After the bath, I dressed in the too-large clothes and ran my fingers through my tangled hair, turning away from the mirror-gaze of my wounded eyes.
Out in the main room, Gabriel was sitting on the drab-green couch, one ankle crossed over the opposite knee. A plate of paste waited for me on the low table before him.
“You didn’t have to take it out of the tin,” I said gruffly, uncomfortable to think of him doing that for me. My stomach growled as I sat down, and I had to resist shoveling the food into my mouth all at once. The paste was a substance formulated for nutrition, not taste, but I didn’t care. I’d never cared.
“The plates were here when I came,” Gabriel said. “So I use them.” He looked at me. “Did you really walk all night?
“Sí.”
“Then you should probably rest today, especially since you fainted.” He kept looking at me, as if trying to discern all my secrets.
“What were you doing at that party?” I asked abruptly.
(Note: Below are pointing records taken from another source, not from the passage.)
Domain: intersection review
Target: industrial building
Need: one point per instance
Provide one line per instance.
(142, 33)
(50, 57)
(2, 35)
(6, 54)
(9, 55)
I shoveled another forkful of paste into my mouth.
“Nothing,” he said. “It was just one of those things.”
“I wasn’t supposed to be there,” I told him. “We weren’t invited.”
He shrugged, unconcerned. “Did you come here because you thought it would be better than the place you left?”
Unease pricked my scalp. “I don’t know.”
He rose from his seat, tall and imposing even in his leanness, and took my empty plate to the kitchen sink. “This world is a harsh place, Marlo. Don’t be surprised if it eats you alive.”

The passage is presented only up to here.